We arrived before closing time, which felt like a miracle, given how much my legs screamed in pain as I hobbled up, squelching with every step.
When we reached the top of the hill, the last of the day’s sunlight brushed the rooftops gold and a few lights had flickered on in the clustered houses of the city.

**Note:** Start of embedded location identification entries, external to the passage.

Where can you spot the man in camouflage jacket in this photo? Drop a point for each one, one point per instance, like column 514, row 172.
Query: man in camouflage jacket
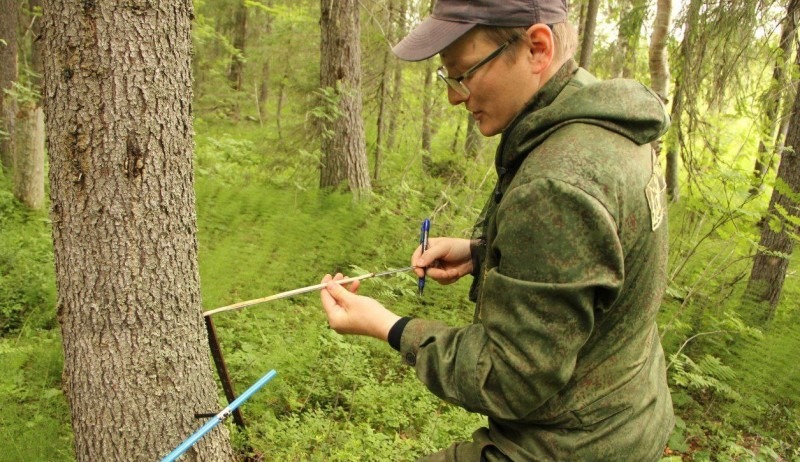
column 568, row 258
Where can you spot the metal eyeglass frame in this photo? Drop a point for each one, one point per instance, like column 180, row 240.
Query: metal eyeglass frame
column 456, row 83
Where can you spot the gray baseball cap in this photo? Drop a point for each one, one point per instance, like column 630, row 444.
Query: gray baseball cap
column 453, row 18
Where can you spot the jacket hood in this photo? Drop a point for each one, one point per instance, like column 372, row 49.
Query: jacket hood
column 622, row 106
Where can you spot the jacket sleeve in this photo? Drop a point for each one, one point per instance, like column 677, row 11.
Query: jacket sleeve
column 556, row 258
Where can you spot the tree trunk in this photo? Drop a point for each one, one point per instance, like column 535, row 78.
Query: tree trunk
column 28, row 166
column 780, row 226
column 629, row 28
column 474, row 141
column 239, row 36
column 658, row 61
column 344, row 148
column 427, row 115
column 8, row 75
column 772, row 100
column 683, row 79
column 659, row 64
column 118, row 108
column 263, row 89
column 400, row 28
column 587, row 34
column 383, row 93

She wanted to stop and look at the view, but I tugged her up to the old brass portal of the church, swallowing an idiotic comment about how the door looked like Han Solo frozen in carbonite – even though it totally did. We’d never made it to episode five.
Once inside the cavernous nave, I located our destination quickly from the clutch of tourists ooh-ing and ahh-ing at the railing in front of a grand marble side-chapel.
‘Do I have to pray for an explanation?’ Lori asked. I glanced at her and that pang returned, the pleasant ache that had throbbed to life in my room when I’d been privileged enough to see her cry.
I suspected it might never go away again.
She wasn’t happy to have had a witness and I wouldn’t bring up the subject to save my life, knowing she could push me away just as easily as she could come along on this harebrained pilgrimage to the relics of a saint.
Perhaps this had been a crappy idea. How would lighting a candle in front of a sliver of a discoloured fingernail actually help?
I hoped the relic wasn’t actually a fingernail.
My stomach was still a little sensitive.
But we were here now and she’d asked for an explanation. We had to try something – other than sleeping together again, which I was pretty sure would only make things worse. ‘This church holds the relics of Saint Catherine.’
Lori didn’t immediately react, despite my dramatic tone. ‘I know I’m Irish and Italian, but I’m mostly Australian and… saints aren’t really my special subject.’
‘Saint Catherine is the patron saint of wheels . It’s a great coincidence. You can light a candle here, make a gesture and reset your thinking.’
‘Isn’t the patron saint of cycling the Madonna del Ghisallo, that chapel in northern Italy? Dad took us there a few years ago.’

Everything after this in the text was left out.